In the last section I wanted to look closer at the current land uses. Thus, again I used the MassGIS data layer. Hereby, I wanted to find answers on what kind of land uses we encounter mostly around the station and whether it is possible to implement more commercial use. The assumption was that there are probably a lot of buildings already used by Tufts University and some other that have a residential purpose. However, some more commercial use is needed, once the new station is introduced.

I mapped the area around the new station according to the different land uses. The metadata says: “The MassGIS Land Use datalayer has 37 land use classifications interpreted from 1:25,000 aerial photography. The minimum mapping unit used was one acre.” I reduced the categories to the relevant ones that can be found in this area. As can be seen on the picture to the right, most of the area surrounding the new station is defined as residential area (yellow). In closer proximity, naturally, most buildings are institutional, because they are owned by Tufts University (blue). Also, the recreational areas (green) in the closer surrounding form part of Tufts. As a central axis along Boston Avenue/ College Avenue we have a strip of commercial use (red) that looks rather marginal on the map. In addition it stretches quite long instead of forming a cluster (see, as one example for the latter, Davis Square). Further investigation would be needed in order to figure out what the piece of open land (beige) behind the sport facilities is and whether any use could be made of it.
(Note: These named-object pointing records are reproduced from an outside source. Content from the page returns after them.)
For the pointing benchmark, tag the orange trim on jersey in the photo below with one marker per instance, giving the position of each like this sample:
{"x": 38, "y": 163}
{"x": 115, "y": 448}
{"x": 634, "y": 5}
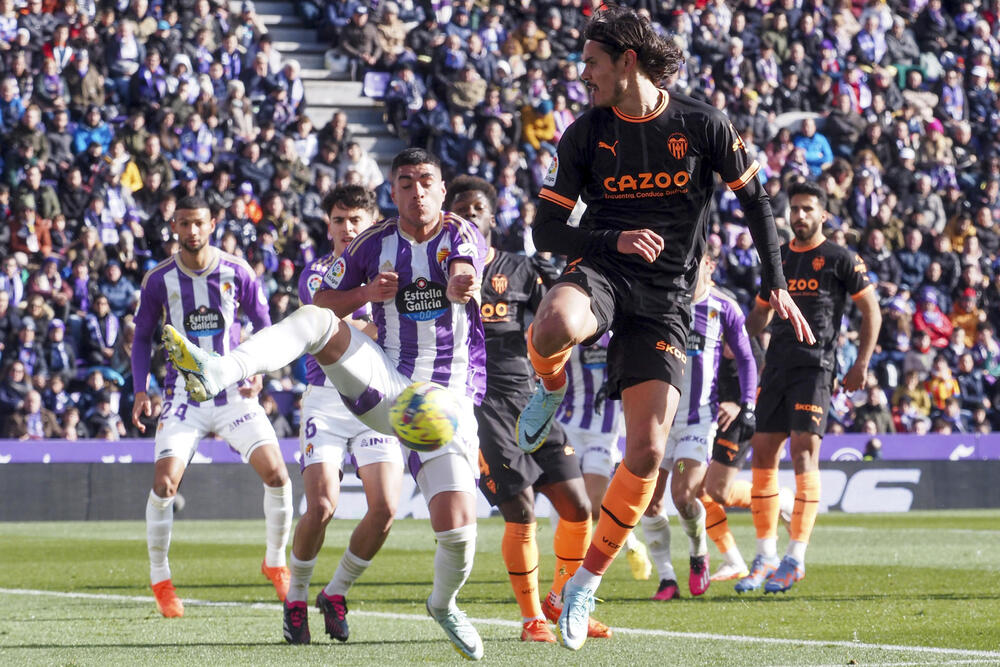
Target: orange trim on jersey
{"x": 557, "y": 199}
{"x": 742, "y": 181}
{"x": 862, "y": 292}
{"x": 797, "y": 246}
{"x": 660, "y": 108}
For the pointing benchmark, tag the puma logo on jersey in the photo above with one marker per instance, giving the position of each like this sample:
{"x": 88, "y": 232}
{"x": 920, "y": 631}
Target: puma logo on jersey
{"x": 610, "y": 147}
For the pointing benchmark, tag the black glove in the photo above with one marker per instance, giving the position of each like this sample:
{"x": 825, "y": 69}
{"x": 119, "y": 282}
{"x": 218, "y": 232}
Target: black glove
{"x": 743, "y": 426}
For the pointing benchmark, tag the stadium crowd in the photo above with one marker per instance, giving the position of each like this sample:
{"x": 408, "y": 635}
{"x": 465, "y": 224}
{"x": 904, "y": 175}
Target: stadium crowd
{"x": 111, "y": 111}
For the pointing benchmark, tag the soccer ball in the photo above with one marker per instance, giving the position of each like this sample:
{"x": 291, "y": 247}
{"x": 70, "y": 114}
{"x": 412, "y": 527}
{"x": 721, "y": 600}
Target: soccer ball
{"x": 425, "y": 416}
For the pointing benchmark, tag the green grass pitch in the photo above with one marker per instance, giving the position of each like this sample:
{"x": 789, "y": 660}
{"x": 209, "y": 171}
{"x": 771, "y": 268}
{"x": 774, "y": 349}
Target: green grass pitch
{"x": 921, "y": 588}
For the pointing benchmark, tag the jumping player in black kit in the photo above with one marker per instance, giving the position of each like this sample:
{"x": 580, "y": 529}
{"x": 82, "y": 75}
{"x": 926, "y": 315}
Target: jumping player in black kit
{"x": 509, "y": 477}
{"x": 644, "y": 161}
{"x": 797, "y": 381}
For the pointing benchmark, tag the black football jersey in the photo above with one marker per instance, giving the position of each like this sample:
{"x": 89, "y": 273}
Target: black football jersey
{"x": 511, "y": 288}
{"x": 819, "y": 281}
{"x": 655, "y": 172}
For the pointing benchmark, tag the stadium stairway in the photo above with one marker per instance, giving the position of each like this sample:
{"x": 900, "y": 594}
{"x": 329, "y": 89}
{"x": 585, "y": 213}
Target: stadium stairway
{"x": 326, "y": 92}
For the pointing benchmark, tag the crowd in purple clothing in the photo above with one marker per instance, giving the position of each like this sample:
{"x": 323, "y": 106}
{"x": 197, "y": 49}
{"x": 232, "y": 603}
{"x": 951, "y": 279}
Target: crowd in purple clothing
{"x": 110, "y": 111}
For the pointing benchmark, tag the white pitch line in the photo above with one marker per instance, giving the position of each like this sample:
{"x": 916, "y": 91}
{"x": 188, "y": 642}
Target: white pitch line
{"x": 642, "y": 632}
When we zoom a little bit more into the place, we use a scale of 1:1,200 (approximately 3.5 feet +/- accuracy) , the red strip on the picture gives the impression of quite a big area. However, the red strip mostly covers only the area where the tracks are going. Apart of that, there is, actually, not that much space left. Also, there are only very few buildings that seem to be inside the commercial use-zone. In closest proximity to the new station it would be only the three buildings below it.

Although, we might get an idea of what the land is dedicated to, these maps do not show any more precise information of different types of commerce. If we wanted to know what kinds of shops, grocery stores or restaurants we could find in this area, the MassGiS layer would not help us in that, because it does not allow any further differentiation in the category of commerical use (unlike, for instance, with residential use). Thus, the land use layer is too superficial to make any deeper conclusions on how many shops there are, what sizes they have and which chains are located here. In order to do so, we would need further information, e.g. getting business data through geocoding to make some assumptions on the existing and potential commercial activity in this area.

Considering the positional accuracy we need to say that the different zones are quite imprecise. In the top of the latter picture we see that two different land uses, institutional and commercial, cut through the buildings owned by Tufts. Therefore, the map does not represent the actual status of the building. Also, in the lower part of the picture we see that the red strip makes a curve where there is no further area for commercial use available, but the Tufts sport facilities. Thus, on this scale we encounter some errors.

With respect to the currency, it needs to be said that the data was revised in 1999 the last time. Though, most of the uses probably have not changed over time (e.g. institutional, recreational and residential), it would, naturally, be better to find more current data. One feature that co uld be interesting for a time comparision is that one could see how the land uses have changed since 1971. This could be especially interesting, if land uses are going to be changed again in order to implement the new station in 2020.